By Jason Eiseman
They are at every University of Massachusetts event. They're qualified to do anything from applying a band aid to giving CPR. They are a Registered Student Organization (RSO) dedicated to protecting the lives of UMass students.
First Aid Services, a certified student Emergency Medical Technician (EMT) organization who provides medical attention to people in need at campus events.
All members of the organization are registered EMTs from Massachusetts or other states; university students certified as EMTs from other states are allowed to work with First Aid Services as well.
David Reisman, junior management major, is executive director of First Aid Services.
"With the permission of the Western Massachusetts Emergency Medical Service, they allow out of state certification to transfer over for the level of care we are providing," Reisman said.
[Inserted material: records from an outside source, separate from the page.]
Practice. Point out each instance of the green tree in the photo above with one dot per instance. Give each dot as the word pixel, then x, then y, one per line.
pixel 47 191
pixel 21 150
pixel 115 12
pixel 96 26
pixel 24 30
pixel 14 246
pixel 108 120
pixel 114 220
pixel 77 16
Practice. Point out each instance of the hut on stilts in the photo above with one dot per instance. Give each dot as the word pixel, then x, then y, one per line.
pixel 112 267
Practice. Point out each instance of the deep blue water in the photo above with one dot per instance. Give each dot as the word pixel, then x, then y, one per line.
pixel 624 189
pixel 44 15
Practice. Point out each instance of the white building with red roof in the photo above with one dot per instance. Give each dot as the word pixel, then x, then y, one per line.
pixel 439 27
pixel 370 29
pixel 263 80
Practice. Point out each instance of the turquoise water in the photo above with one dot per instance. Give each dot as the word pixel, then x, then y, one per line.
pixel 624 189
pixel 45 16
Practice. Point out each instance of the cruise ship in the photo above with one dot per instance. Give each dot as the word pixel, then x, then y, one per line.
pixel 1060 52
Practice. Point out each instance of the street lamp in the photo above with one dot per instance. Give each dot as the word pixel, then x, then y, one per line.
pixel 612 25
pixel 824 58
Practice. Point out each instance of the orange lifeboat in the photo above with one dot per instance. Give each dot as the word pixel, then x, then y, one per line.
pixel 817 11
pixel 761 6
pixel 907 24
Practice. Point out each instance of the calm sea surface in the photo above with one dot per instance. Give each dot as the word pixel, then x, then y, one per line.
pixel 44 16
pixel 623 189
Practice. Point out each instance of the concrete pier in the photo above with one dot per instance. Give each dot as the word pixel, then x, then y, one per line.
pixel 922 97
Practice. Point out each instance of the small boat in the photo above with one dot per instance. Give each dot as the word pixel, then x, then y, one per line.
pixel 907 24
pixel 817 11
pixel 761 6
The level of care First Aid Services provides is "first responder." They assess the severity of the situation and take the medical precautions they feel is necessary.
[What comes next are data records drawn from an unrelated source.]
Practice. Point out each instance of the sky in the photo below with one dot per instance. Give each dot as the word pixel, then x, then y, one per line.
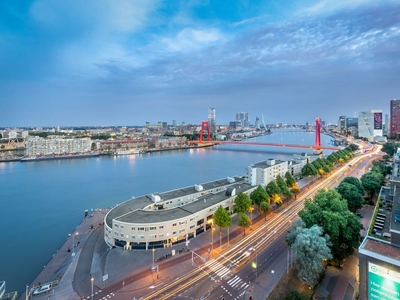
pixel 127 62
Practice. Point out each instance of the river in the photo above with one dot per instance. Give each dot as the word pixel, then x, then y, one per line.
pixel 42 202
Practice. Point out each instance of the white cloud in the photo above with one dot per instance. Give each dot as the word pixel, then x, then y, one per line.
pixel 191 39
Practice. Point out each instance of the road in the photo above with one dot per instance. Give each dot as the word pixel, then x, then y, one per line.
pixel 229 274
"We don't go on-campus calls," Reisman said. "We do events."
First Aid Services works events at the Mullins Center, Fine Arts Center and Bowker Auditorium. They work every event from Southwest Week to Commencement.
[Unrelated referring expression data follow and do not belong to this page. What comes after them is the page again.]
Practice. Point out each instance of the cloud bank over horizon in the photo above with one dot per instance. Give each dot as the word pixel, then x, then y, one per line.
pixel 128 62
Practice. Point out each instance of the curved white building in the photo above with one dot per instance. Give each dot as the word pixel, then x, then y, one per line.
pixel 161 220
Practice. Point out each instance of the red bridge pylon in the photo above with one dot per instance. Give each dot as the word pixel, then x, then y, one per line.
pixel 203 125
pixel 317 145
In the last year the Service has had 478 patients; most of them coming from big events, like 12 patients at last year's commencement.
Reisman said they had nine patients at the Ani DiFranco Concert last Saturday, including five drug and alcohol related problems — four of which were underage.
Reisman said it is not the job of EMTs to act as police, only to help save lives.
"Anything where people are going to drink, anything where people are going to fight, we have workers," Reisman said.
EMTs from First Aid Services also teach first aid and CPR courses to anyone who wishes to get certified.
"We do classes for anyone who calls," Reisman said. First Aid Services recently trained Dining Commons workers and all hotel restaurant and travel administration majors. They also had a call from a fraternity and will move equipment to the fraternity house where they will certify members in CPR.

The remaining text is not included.